Bad MSN

The MSNBot recently attempted to request a page on a website I run that is not publicly linked. In fact, no page from the domain name in question is publicly linked. The robots.txt file excludes all robots. My .htaccess file also blocks HTTP requests from known search engine robot IP address ranges (including MSNBot’s). Moreover, the page requested wasn’t the top level page (i.e., http://domain.com/), but some page buried therein (i.e., http://domain.com/some_dir/some_page.html).

The only request I have in my server logs from MSNBot is for this buried page—MSNBot (at least, identified as MSNBot) never requested any of the pages that would be necessary to find this buried page. The universe of people who have access the website at this domain is very small; I can in fact identify every single IP address in the server log as someone I know.

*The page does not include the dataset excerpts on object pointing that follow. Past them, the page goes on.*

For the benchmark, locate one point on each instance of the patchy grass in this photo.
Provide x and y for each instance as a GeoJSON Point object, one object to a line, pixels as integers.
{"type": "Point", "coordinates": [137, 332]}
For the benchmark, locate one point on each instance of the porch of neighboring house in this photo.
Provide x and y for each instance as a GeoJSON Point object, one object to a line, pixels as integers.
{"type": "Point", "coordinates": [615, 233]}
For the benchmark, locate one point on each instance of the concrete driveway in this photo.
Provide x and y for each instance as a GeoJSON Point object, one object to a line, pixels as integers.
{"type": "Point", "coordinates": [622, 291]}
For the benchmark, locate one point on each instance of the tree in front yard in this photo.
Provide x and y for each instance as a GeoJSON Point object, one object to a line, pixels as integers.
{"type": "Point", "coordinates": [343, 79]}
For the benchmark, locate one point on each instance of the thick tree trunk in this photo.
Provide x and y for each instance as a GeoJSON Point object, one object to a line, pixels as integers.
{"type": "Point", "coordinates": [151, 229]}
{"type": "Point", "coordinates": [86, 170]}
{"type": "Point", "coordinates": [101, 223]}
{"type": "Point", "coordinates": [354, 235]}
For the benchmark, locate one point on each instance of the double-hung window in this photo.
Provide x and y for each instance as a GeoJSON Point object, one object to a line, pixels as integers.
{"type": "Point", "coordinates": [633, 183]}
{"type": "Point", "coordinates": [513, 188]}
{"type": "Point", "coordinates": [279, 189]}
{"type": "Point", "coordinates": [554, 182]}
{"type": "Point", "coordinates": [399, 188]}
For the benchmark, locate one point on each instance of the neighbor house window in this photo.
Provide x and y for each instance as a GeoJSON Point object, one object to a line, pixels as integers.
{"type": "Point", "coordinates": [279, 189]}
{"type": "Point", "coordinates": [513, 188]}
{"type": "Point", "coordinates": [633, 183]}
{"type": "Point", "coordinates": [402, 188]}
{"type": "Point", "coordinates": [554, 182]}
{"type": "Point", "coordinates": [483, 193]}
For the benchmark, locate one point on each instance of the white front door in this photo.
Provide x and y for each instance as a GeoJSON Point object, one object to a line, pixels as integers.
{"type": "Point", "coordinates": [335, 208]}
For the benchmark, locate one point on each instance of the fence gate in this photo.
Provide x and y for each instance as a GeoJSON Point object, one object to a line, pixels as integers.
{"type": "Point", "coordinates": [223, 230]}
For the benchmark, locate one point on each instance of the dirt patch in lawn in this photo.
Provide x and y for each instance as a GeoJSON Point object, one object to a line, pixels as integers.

I can only conceive of two hypotheses for this, both of them would be a bad sign for MSNBot:

  • The URL did appear in some emails to hotmail.com addresses; is it conceivable that MSN actually pulls out URLs from emails for spidering? Seems quite unlikely.
  • MSNBot visited the domain disguised, both by IP address and user agent, as someone else, to find the URL in question. I would hope MSNBot wouldn’t engage in such a poor practice, but maybe they do it to detect cloaking or similar manipulative practices.

I don’t mean to be a conspiracy theorist, but can anyone conceive of any other way the MSNBot could have even found out about the URL in question?